By Michael H. Crawford, MD, Editor
SYNOPSIS: A prospective, multicentered, observational study of patients admitted with cardiogenic shock showed that a > 20% rise in alanine aminotransferase in the first 24 hours is associated highly and independently with 90-day mortality.
SOURCE: Jäntti T, Tarvasmäki T, Harjola VP, et al. Frequency and prognostic significance of abnormal liver function tests in patients with cardiogenic shock. Am J Cardiol 2017;120:1090-1097.
Abnormal liver function tests (LFTs) are known to be of prognostic valve in acute and chronic heart failure. Cardiogenic shock (CGS) is the most profound form of acute heart failure, yet there are little data on the value of LFTs in CGS. Investigators from the European CardShock study, a multinational, prospective, observational study of 178 patients admitted for CGS between 2010 and 2012 from nine tertiary hospitals in eight European countries, assessed the prevalence of LFT abnormalities, their serial changes, and effects on outcome. CGS inclusion criteria were systolic blood pressure < 90 mmHg and signs of hypoperfusion after an adequate fluid challenge. Exclusion criteria were significant arrhythmias or shock after surgery. The evaluation and treatment were at the discretion of the local physicians. Blood samples were obtained serially at 12-hour intervals. An increase in LFT values was defined as a > 20% rise from baseline in the first 24 hours. If the highest LFT value was in the normal range, it was considered not increased. The primary endpoint was 90-day all-cause mortality. The mean age of the patients was 66 years. Seventy-four percent were men. Most exhibited an acute coronary syndrome (80%), and the 90-day mortality was 42%.

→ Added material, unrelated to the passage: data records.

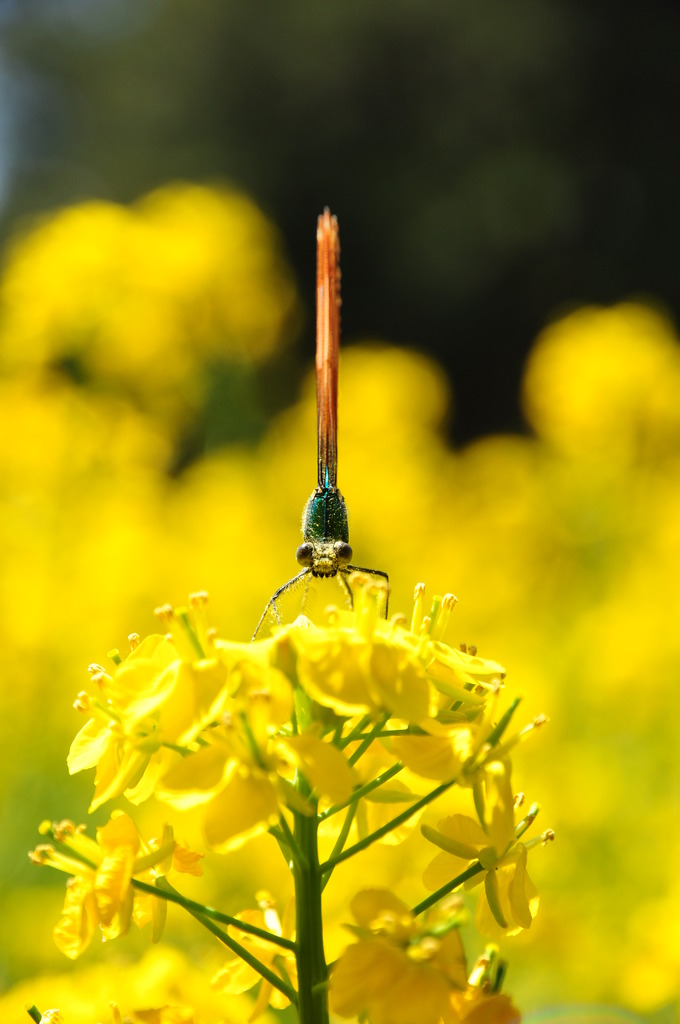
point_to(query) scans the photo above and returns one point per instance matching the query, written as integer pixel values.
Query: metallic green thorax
(325, 516)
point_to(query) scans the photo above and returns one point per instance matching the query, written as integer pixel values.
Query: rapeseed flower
(399, 971)
(99, 891)
(509, 900)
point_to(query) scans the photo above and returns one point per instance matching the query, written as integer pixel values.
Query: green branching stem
(363, 791)
(434, 897)
(388, 827)
(240, 950)
(340, 841)
(311, 968)
(368, 739)
(167, 892)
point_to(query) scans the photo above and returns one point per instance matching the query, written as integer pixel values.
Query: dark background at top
(493, 163)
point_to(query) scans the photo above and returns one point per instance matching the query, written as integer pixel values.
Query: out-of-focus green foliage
(562, 548)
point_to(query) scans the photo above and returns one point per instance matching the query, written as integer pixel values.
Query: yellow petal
(376, 907)
(398, 685)
(323, 765)
(79, 918)
(245, 808)
(194, 779)
(88, 745)
(332, 673)
(430, 757)
(366, 971)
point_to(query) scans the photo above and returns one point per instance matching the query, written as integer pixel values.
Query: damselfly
(325, 552)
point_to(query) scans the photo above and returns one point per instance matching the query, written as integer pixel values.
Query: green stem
(340, 841)
(312, 1007)
(290, 840)
(504, 722)
(393, 823)
(368, 739)
(469, 872)
(167, 892)
(241, 951)
(363, 791)
(355, 732)
(311, 969)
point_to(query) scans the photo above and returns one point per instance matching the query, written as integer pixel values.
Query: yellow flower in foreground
(237, 976)
(509, 901)
(363, 664)
(99, 891)
(399, 972)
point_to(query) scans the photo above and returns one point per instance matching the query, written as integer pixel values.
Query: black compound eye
(342, 552)
(304, 554)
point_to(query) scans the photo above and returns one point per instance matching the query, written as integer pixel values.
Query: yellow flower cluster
(143, 298)
(99, 891)
(400, 971)
(563, 545)
(270, 733)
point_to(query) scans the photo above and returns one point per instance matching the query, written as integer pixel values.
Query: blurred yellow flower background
(563, 547)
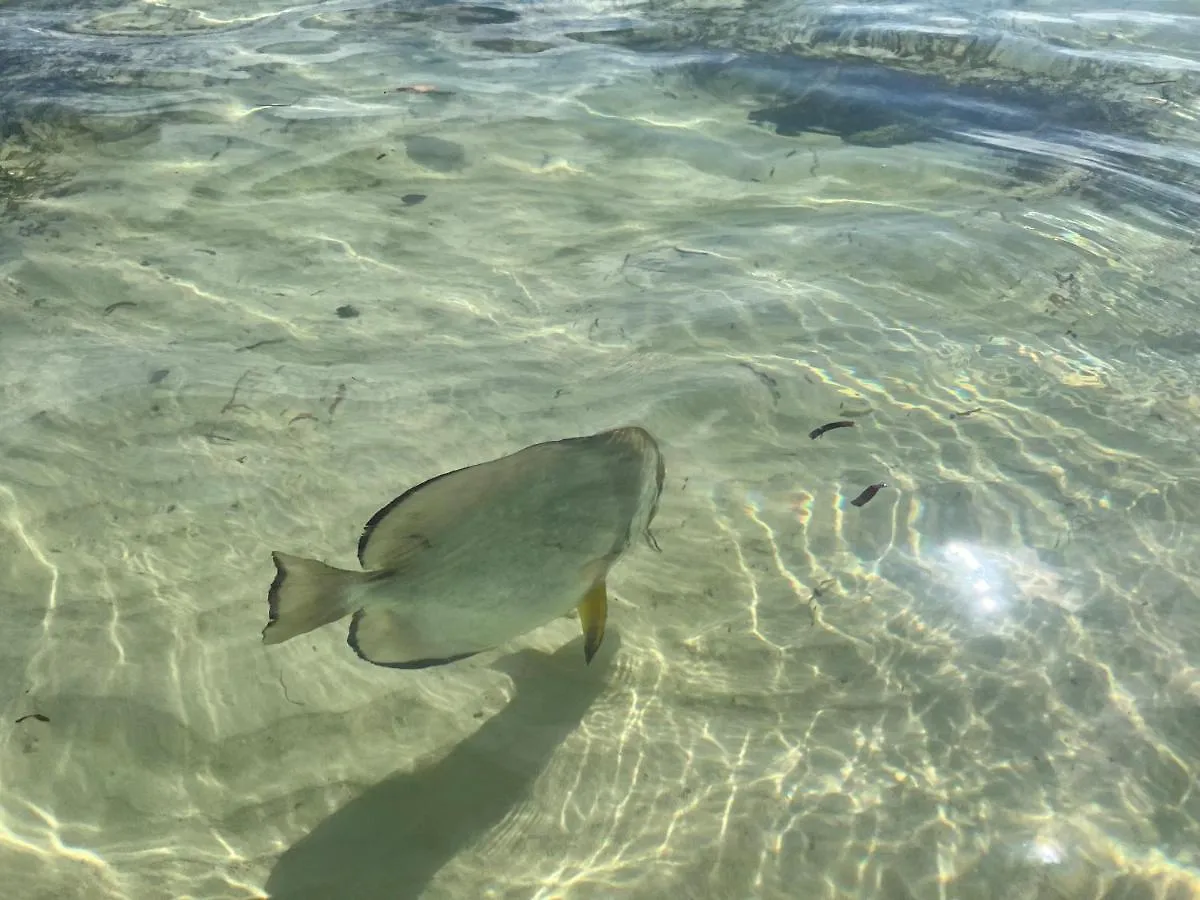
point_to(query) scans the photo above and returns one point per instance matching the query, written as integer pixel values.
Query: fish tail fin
(306, 594)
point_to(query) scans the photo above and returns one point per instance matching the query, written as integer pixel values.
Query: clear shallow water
(985, 683)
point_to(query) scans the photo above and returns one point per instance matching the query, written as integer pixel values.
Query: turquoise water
(264, 268)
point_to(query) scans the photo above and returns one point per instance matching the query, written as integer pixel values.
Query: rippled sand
(233, 327)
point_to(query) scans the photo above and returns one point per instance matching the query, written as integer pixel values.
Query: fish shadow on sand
(390, 841)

Among the LFTs, alanine aminotransferase (ALT) was abnormal most frequently, was elevated at baseline in 58% of patients, and was abnormal at all time points more commonly in non-survivors. An increase in ALT > 20% in the first 24 hours was observed in 24% of patients and was associated with an increased mortality compared to those with stable or falling levels (70% vs. 28%; P < 0.001). Multivariate regression analysis showed that an ALT increase > 20% was associated independently with 90-day mortality (hazard ratio, 3.16; 95% confidence interval, 1.72-5.82; P < 0.001). An ALT > 20% increase was associated with oliguria, left ventricular ejection fraction, and peak troponin and lactate levels, but not NT-proBNP. The authors concluded that an increase in ALT was observed in about one-quarter of patients in the first 24 hours after admission for CGS and was associated independently with 90-day mortality.
The most recent guidelines for the management of CGS recommend daily LFTs and lactate every one to four hours.1 This study suggests that among the LFTs, ALT alone should be measured at least at admission, 12 hours, and 24 hours later. How ALT would compare to lactate levels was not studied in this analysis, but it was noteworthy that in a multivariate model that included lactate, a > 20% rise in ALT was a strong, independent predictor of 90-day mortality. A > 20% rise is rather modest but is powerfully associated with other signs of persistent hypoperfusion. Other LFTs also may be abnormal but are not predictive of early mortality and need not be followed frequently. Although elevated baseline ALT levels were frequent (58%) and more common in non-survivors, they did not predict early mortality. This is probably because baseline ALT may be elevated because of other causes such as alcohol use or chronic right heart failure. There were some limitations to this study. It was rather small, and although all 178 patients underwent baseline LFTs, only 154 had samples at 12 and 24 hours. Some patients died in < 24 hours. Hemodynamic measurements of the pulmonary circulation were performed in a minority of patients since this is not a uniform recommendation in CGS patients but rather a more selected one. Since this was an observational study, it is impossible to consider all potential confounders. The main strength of the study was that it was the first to systematically evaluate early serial LFTs in CGS patients. The authors recommended that ALT should be performed serially in the first 24 hours a patient receives treatment for CGS as a rising level suggests that tissue perfusion is not adequate for survival.
- van Diepen S, Katz JN, Albert NM, et al. Contemporary management of cardiogenic shock: A scientific statement from the American Heart Association. Circulation 2017;136:e232-e268.